Generated by GPT-5-mini| Havel–Hakimi algorithm | |
|---|---|
| Name | Havel–Hakimi algorithm |
| Inventor | Hugo Havelka; Yury Hakimi |
| Year | 1950s–1960s |
| Area | Graph theory |
| Input | Degree sequence |
| Output | Graphicity decision |
Havel–Hakimi algorithm is a constructive procedure for determining whether a finite nonincreasing sequence of nonnegative integers is realizable as the degree sequence of a simple undirected graph. Developed independently in the mid‑20th century, the method reduces a candidate degree sequence by repeatedly connecting the highest‑degree vertex to the next highest degrees and testing for feasibility; it is a central tool in combinatorics and discrete mathematics used alongside classical results such as the Erdős–Gallai theorem and the Gale–Ryser criteria. The algorithm has influenced research in network science, computer science, and combinatorial design, and it features in literature related to extremal graph theory, matching theory, and graphical enumeration.
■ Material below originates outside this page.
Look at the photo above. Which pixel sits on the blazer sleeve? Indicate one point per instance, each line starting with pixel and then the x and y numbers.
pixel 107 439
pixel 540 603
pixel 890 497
The algorithm is named after Hugo Havelka and Yury Hakimi and is associated with work in graph theory, extremal combinatorics, and algorithmic graph realization procedures developed in the context of postwar European and North American research communities. It addresses the classical problem posed by Paul Erdős and Tibor Gallai in characterizing degree sequences, and it is closely related to constructive and existence results found in texts by Richard Stanley, Béla Bollobás, and László Lovász. Applications and connections extend to scholars and institutions including the American Mathematical Society, the London Mathematical Society, and conferences such as the International Congress of Mathematicians where graph realization problems have been prominent.
Given a finite nonincreasing sequence d = (d1, d2, ..., dn) of nonnegative integers, the method proceeds iteratively: remove the first element d1, subtract 1 from each of the next d1 elements, then reorder the resulting list into nonincreasing order and repeat until either a zero sequence is obtained or a negative entry appears. The iterative reduction mirrors constructive steps used by Paul Erdős, Andrew Gleason, and other contributors to graphical sequence theory and shares methodology with greedy algorithms popularized in algorithmic literature from institutions like MIT, Stanford, and INRIA. Implementations and pedagogical expositions often reference algorithmic paradigms from Donald Knuth, Robert Sedgewick, and Jon Bentley to analyze data structures and reordering costs, and they compare the procedure to matching algorithms such as those of Jack Edmonds and to degree‑preserving rewiring techniques studied by network researchers at Princeton, Harvard, and UC Berkeley.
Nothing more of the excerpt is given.